# Cross product in arbitrary field

1. May 12, 2015

### jostpuur

Let $\mathbb{F}$ be an arbitrary field, and let $a,b\in\mathbb{F}^3$ be vectors of the three dimensional vector space. How do you prove that if $a\times b=0$, then $a$ and $b$ are linearly dependent?

Consider the following attempt at a counter example: In $\mathbb{R}^3$

$$\left(\begin{array}{c} 1 \\ 4 \\ 2 \\ \end{array}\right) \times\left(\begin{array}{c} 2 \\ 3 \\ 4 \\ \end{array}\right) = \left(\begin{array}{c} 10 \\ 0 \\ -5 \\ \end{array}\right)$$

holds. Since $5$ is a prime number, $\mathbb{Z}_5$ is a field. In $(\mathbb{Z}_5)^3$

$$\left(\begin{array}{c} [ 1] \\ [ 4] \\ [ 2] \\ \end{array}\right) \times \left(\begin{array}{c} [2] \\ [ 3] \\ [ 4] \\ \end{array}\right) = \left(\begin{array}{c} [ 0] \\ [ 0] \\ [ 0] \\ \end{array}\right)$$

This might look like a counter example to the claim. One might consider the possibility that perhaps the claim is true for example when $\mathbb{F}$ is a subfield of $\mathbb{C}$, but not in general?

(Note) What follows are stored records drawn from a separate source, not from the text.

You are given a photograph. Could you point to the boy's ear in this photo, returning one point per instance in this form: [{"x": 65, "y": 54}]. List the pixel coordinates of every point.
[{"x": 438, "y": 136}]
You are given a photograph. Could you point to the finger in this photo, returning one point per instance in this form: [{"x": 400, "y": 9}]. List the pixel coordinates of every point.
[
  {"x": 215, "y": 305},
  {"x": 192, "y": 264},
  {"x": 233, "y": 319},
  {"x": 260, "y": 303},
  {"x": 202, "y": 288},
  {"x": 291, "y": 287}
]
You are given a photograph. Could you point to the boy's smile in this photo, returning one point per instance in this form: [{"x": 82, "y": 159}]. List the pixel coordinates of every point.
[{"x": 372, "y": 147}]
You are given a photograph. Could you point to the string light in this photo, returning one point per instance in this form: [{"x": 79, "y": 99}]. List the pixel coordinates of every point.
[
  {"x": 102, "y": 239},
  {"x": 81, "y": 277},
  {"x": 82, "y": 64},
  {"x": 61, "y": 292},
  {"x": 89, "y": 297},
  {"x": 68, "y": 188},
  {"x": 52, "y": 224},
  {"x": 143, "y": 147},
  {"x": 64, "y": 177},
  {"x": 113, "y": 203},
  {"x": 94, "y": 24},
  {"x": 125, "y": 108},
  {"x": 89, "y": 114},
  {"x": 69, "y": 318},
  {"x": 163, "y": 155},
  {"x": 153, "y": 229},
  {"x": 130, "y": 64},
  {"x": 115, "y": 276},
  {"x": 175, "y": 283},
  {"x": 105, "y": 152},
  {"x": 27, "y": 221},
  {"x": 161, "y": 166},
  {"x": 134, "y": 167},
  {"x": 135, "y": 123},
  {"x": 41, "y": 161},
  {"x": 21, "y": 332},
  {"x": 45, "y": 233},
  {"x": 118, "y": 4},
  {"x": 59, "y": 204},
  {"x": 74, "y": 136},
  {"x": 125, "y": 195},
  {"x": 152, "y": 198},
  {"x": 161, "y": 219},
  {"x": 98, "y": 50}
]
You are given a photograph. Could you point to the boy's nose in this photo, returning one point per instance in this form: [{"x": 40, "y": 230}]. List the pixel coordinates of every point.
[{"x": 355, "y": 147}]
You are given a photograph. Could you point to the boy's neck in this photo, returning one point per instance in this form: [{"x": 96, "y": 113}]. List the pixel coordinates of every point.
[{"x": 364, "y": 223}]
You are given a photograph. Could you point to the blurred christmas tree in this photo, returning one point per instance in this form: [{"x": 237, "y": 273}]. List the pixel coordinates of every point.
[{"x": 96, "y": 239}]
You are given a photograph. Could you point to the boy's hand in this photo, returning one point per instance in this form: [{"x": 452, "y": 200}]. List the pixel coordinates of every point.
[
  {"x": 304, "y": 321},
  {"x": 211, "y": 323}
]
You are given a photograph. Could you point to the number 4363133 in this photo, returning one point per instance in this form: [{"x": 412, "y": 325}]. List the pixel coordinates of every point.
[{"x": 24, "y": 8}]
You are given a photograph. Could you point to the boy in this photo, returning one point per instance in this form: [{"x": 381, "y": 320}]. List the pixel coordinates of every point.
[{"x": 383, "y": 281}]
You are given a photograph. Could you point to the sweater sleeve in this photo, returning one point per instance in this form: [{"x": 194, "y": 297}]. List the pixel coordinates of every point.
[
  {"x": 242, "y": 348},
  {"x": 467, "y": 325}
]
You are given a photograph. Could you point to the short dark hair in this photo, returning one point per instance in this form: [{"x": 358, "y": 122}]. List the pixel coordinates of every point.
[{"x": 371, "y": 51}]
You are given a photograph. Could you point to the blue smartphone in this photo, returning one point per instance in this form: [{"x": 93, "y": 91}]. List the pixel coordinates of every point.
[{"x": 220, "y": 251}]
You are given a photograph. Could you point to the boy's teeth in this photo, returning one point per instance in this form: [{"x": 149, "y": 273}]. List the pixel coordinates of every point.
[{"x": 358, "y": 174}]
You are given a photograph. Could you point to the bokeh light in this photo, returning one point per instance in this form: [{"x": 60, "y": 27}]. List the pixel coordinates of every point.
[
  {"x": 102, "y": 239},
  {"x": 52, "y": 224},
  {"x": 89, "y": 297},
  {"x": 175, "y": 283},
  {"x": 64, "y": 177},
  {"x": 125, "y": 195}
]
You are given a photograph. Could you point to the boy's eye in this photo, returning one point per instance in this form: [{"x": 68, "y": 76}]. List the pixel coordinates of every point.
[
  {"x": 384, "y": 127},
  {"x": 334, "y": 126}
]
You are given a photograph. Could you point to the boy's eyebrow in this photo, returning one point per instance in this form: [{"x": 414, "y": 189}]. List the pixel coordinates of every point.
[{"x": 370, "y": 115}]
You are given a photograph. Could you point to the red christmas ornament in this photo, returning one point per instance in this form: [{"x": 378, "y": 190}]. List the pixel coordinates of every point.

A closer look reveals that the counter example attempt does not work, because

$$[ 2] \left(\begin{array}{c} [ 1] \\ [ 4] \\ [ 2] \\ \end{array}\right) = \left(\begin{array}{c} [ 2] \\ [ 3] \\ [ 4] \\ \end{array}\right)$$

holds in $(\mathbb{Z}_5)^3$. Finding a counter example is difficult, and it seems that the claim is true after all. I only know how to prove the claim using determinants when $\mathbb{F}$ is a subfield of $\mathbb{C}$.

2. May 12, 2015

### micromass

Assume that $a$ and $b$ are linearly independent in the field $\mathbb{F}^3$, then you can expand them to a basis $(c,a,b)$. Because of linear algebra, this means that the matrix formed by $a$, $b$ and $c$ is invertible and thus has nonzero determinant. But this determinant is $c\cdot (a\times b)$. Since this is nonzero, it implies that $a\times b$ must be nonzero.